Excerpt from The Ultimate James Bond Fan Book by Deborah Lipp
Copyright
© 2005.
(...from the Introduction, already in progress...)
A Bond Story
In April of 1965, when my mother was in labor with her third child (my sister), my dad went to get his parents and bring them to the hospital for the blessed event. He went into the Deluxe Theater in Brooklyn, New York, and pulled them out of a re-release double feature of Dr. No and From Russia With Love. They were watching Dr. No when Dad walked in.
My first Bond flick was half of Thunderball. In the latter half of 1970 and the first part of 1971, my father was severely impaired by bronchial asthma, so much so that he had difficulty walking more than a few steps. We went to a lot of movies, since this was something he could do with his kids while sitting down. On one memorable occasion, we saw a triple-feature of Thunderball, You Only Live Twice, and Goldfinger at the Queen Anne Theater in Bogota, New Jersey. We came in partway through Thunderball, watched the next two, and then stayed to see the beginning of Thunderball again. The influence of this experience on my young mind cannot be understated--six hours in a dark theater left me in a state of Bond-brainwash worthy of The Ipcress File! I was blinking, bleary-eyed, and the whole world was James Bond. In addition, my perception of Thunderball was hopelessly skewed--I found it incomprehensible yet fascinating, and didn't understand the plot for another twenty years. All three movies were blurred together by the long session of movie-viewing. I had no understanding of plot or character, just pictures and feelings. As a child, my knowledge of Bond was shaped by this onslaught of imagery that was beyond my understanding--sexy, exotic, colorful, very adult, yet somehow accessible.

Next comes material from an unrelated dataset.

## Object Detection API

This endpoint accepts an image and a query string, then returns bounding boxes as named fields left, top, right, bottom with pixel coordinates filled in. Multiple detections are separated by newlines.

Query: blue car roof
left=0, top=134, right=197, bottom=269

A short time after this experience, Diamonds Are Forever was released, and for the first time I saw a Bond film in current release. To tell you the truth, I think I was too young to know the difference between a re-release and a new movie, although Diamonds Are Forever stands out more in my mind because it wasn't blurred together with two other films! I know that my father was enthusiastic about Connery's return, and during the pretitles teaser, he whispered to me that Bond was seeking Blofeld because he had killed Bond's wife--at the time, I thought this meant Kissy, the woman he “married” in You Only Live Twice (my father hates George Lazenby to this day, and never took me to see On Her Majesty's Secret Service).
To a certain extent, Diamonds Are Forever got blended in my mind with the earlier Connery movies I had seen a few weeks or months before, but it also stood out. More than any other movie, if you say “James Bond” I'll think of Diamonds Are Forever. When Connery walks down the beach towards that soon-to-be topless sunbather and gives his name as “Bond, James Bond,” he is in some way always talking to me.
To me, this is what it is to be a Bond fan — to possess that story, that image, that sense of participation, and to cherish it. Mine is Diamonds Are Forever, perhaps yours is Dr. No, or perhaps it is Die Another Day, or perhaps it is the opening line of the novel Casino Royale. Whatever it is, we share something as special and as delicious as an ice cold vodka martini, shaken, not stirred.